I’ve day-hiked parts of the BRT in the past but this was my first backpacking trip there. Accompanied by a couple other Sierra Clubbers, we hiked from the Boxley trail head to the Steel Creek Campground (mile 0 to 12.6).
We got started from Boxley late on a gray and chilly Friday afternoon and set up camp after about 2.5 miles, before getting into the Arrington Creek drainage. Temperatures actually warmed a bit overnight and I had to kick off the sleeping bag a couple times to cool off.
Saturday morning as we descended into the Arrington Creek drainage we passed several side channels that drop very steeply to the creek and probably form some spectacular cascades after a big rain. Arrington Creek itself was a good place to resupply drinking water and there were a couple large camp sites nearby.
After leaving Arrington Creek we begin a long and sometimes steep climb to a bench on the next mountain. We were on that bench (now an old road) for several miles – passing old homesteads and other traces of human activity – before descending again. Part of that descent takes you along the edge of a bluff with a nice view of the Boxley Valley – a great place for our lunch break.

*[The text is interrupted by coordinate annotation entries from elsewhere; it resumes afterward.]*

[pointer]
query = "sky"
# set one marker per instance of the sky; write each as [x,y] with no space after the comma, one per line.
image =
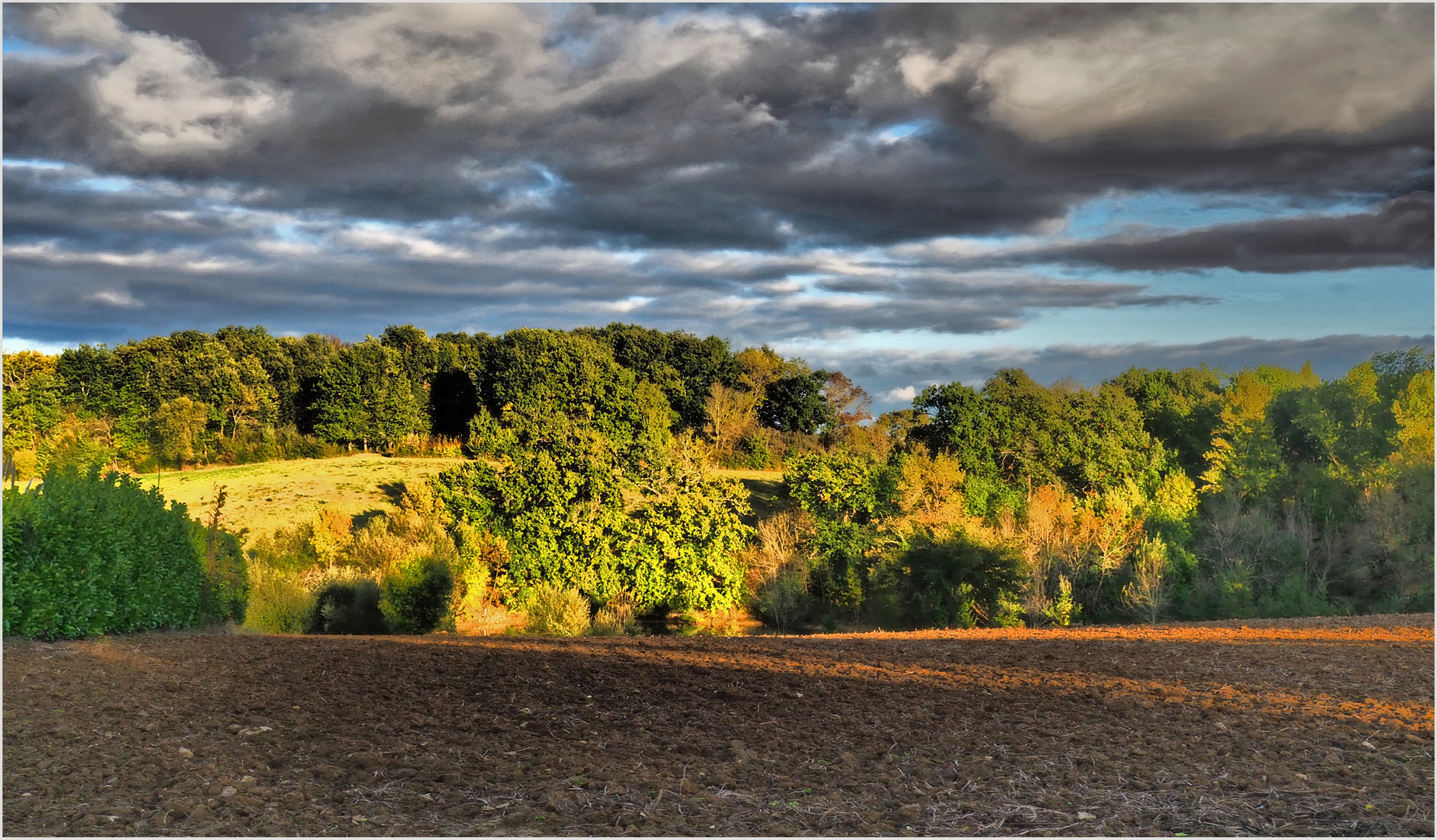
[911,194]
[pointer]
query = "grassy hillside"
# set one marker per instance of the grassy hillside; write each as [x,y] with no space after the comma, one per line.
[263,497]
[268,495]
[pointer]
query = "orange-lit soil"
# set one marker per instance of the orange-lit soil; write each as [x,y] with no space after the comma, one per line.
[1318,727]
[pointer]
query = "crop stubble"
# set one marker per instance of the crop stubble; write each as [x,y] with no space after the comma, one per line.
[1318,727]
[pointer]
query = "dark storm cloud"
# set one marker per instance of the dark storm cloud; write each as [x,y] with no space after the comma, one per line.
[374,110]
[884,373]
[1399,234]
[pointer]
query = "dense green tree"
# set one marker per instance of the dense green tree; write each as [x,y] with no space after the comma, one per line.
[797,404]
[542,388]
[364,398]
[682,364]
[1179,408]
[180,429]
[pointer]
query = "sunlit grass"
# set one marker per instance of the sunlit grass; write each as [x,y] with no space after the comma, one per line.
[273,495]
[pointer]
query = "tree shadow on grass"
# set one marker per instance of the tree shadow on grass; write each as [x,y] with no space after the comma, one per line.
[364,519]
[393,490]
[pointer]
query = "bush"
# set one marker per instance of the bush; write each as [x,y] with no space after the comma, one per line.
[555,611]
[279,600]
[348,607]
[86,555]
[753,451]
[956,582]
[414,593]
[614,618]
[226,590]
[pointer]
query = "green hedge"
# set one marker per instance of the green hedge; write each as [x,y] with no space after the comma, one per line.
[89,555]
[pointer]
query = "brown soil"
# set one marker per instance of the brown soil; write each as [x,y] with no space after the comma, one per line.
[1289,728]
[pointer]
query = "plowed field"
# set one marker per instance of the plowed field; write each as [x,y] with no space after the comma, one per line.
[1298,728]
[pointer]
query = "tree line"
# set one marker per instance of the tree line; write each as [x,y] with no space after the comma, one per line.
[240,394]
[1192,493]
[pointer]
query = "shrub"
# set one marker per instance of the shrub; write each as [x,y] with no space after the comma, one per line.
[414,593]
[614,618]
[226,590]
[753,451]
[956,582]
[226,580]
[279,600]
[349,607]
[1064,609]
[555,611]
[86,555]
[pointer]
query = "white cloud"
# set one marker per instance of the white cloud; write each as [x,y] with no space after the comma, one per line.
[1242,69]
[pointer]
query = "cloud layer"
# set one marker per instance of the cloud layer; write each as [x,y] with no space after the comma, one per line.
[790,174]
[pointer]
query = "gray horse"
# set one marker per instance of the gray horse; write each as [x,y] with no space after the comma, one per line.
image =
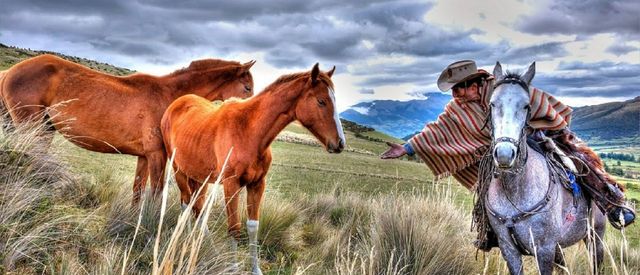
[528,208]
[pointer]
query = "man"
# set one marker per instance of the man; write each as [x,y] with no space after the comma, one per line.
[448,146]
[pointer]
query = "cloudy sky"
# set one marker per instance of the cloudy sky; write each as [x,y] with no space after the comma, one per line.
[587,52]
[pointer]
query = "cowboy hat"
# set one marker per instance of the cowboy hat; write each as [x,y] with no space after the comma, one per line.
[457,72]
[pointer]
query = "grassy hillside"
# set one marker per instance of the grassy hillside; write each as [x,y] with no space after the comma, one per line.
[327,201]
[65,210]
[608,121]
[10,56]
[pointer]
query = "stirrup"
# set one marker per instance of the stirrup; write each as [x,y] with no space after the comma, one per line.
[621,217]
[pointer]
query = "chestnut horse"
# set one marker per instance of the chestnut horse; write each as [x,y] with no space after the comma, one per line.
[110,114]
[202,135]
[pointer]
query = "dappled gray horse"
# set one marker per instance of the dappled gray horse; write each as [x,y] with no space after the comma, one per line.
[527,206]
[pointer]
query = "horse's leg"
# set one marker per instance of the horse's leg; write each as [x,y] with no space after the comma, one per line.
[546,256]
[511,255]
[142,174]
[596,237]
[231,193]
[185,190]
[157,161]
[254,198]
[559,259]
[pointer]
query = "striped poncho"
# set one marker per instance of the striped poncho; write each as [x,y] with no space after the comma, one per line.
[448,145]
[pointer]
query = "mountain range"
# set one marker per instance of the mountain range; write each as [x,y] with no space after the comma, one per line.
[403,119]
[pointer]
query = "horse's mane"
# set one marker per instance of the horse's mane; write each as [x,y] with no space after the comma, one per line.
[205,64]
[294,76]
[513,75]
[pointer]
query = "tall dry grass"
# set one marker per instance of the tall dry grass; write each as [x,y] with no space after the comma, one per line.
[54,221]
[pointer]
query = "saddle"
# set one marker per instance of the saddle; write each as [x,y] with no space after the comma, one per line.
[577,157]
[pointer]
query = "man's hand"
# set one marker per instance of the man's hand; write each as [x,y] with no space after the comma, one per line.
[394,151]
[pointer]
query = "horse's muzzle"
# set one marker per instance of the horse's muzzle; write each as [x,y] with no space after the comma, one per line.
[504,154]
[335,147]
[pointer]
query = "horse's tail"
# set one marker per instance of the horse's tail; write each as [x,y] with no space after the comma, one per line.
[5,117]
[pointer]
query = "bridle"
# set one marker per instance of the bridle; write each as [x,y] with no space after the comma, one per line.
[523,132]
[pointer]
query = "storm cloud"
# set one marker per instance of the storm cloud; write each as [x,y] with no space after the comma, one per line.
[353,35]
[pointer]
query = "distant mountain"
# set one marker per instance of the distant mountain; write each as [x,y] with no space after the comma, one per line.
[10,56]
[398,118]
[403,119]
[608,121]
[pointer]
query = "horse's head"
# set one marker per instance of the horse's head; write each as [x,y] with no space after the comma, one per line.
[216,79]
[239,82]
[317,111]
[510,112]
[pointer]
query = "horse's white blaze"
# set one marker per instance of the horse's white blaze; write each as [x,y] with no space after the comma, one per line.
[336,117]
[511,120]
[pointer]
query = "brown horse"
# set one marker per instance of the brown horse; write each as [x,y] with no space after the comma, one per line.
[110,114]
[202,135]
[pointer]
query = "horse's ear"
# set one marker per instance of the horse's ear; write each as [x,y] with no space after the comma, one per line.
[315,72]
[330,72]
[531,72]
[497,70]
[244,68]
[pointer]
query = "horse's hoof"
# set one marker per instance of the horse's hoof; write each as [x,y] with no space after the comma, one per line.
[621,217]
[256,271]
[234,268]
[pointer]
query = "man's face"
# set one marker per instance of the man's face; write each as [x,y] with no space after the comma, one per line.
[466,91]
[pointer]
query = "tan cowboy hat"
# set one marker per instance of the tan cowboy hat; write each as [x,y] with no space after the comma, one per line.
[457,72]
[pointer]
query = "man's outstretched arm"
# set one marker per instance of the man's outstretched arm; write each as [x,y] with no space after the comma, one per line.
[397,150]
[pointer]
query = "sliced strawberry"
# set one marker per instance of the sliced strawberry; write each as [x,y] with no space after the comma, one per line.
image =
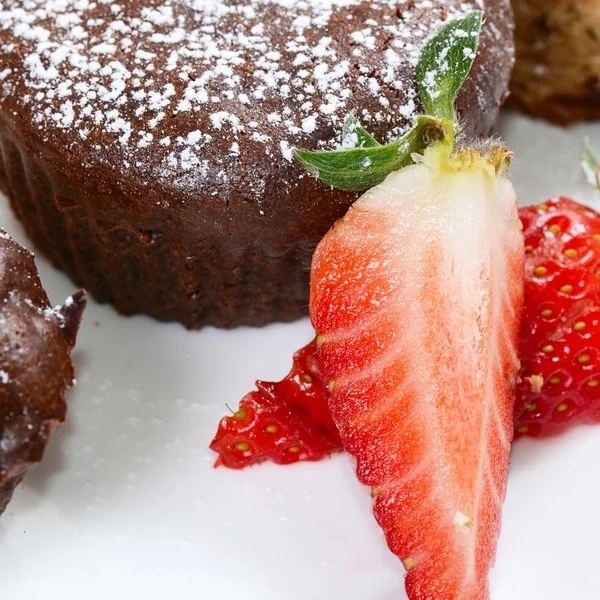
[284,422]
[416,297]
[560,339]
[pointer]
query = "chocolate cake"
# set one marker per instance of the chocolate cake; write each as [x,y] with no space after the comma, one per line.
[147,146]
[35,365]
[557,73]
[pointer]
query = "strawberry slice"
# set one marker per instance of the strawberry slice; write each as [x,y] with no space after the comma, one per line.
[284,422]
[416,297]
[560,340]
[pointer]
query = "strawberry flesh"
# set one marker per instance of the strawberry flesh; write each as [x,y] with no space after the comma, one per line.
[416,298]
[560,338]
[285,422]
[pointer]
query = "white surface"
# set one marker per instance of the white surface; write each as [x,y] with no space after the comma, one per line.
[127,504]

After lunch we descended further and crossed Dry Creek – which actually had a small pool of water – and stopped for a bit. It started sprinkling so we covered our packs and got out the rain coats just in case. 10 minutes later it began to rain in earnest. We stopped at Running Creek to don the rain gear and refill our water bottles – this was our last water source for the day. The rain stopped after about 15 minutes.
We climbed up on the next bluff and made it around the head of Big Hollow before stopping at an established camp site for the night. It was a very windy evening with sprinkles several times, an occasional glimpse of the almost-full moon, and lighting in the distance but it never did rain like we expected it to. We awoke Sunday to 67 degrees and sunshine. I never did make use of my sleeping bag that night.
Continuing along the relatively flat area between Big Hollow and the Leatherwood drainage for a ways, we passed the sinkhole area at mile 10.3 and soon began the long descent toward the famous Ponca Bridge. We toured the Villines Homestead while we were in the area before beginning the final stretch to the Steel Creek campground.
I expected this part to be relatively uninteresting and hadn’t really looked at it on the topo maps nor read others descriptions so I was a bit surprised at how nice it was. The trail climbs onto yet another bluff and winds its way in and out of several very steep drainages that are probably the site of yet more magnificent cascades after a big rain.
And of course, the bluff has some nice vistas too.
I’ve now hiked about 28 of the 63 miles of completed Buffalo River Trail (some of it more than once) and am going to try hiking the rest before next summer. I’m also trying to finish my section-hiking of the Ozark Highland Trail so I’m going to be pretty busy, I think.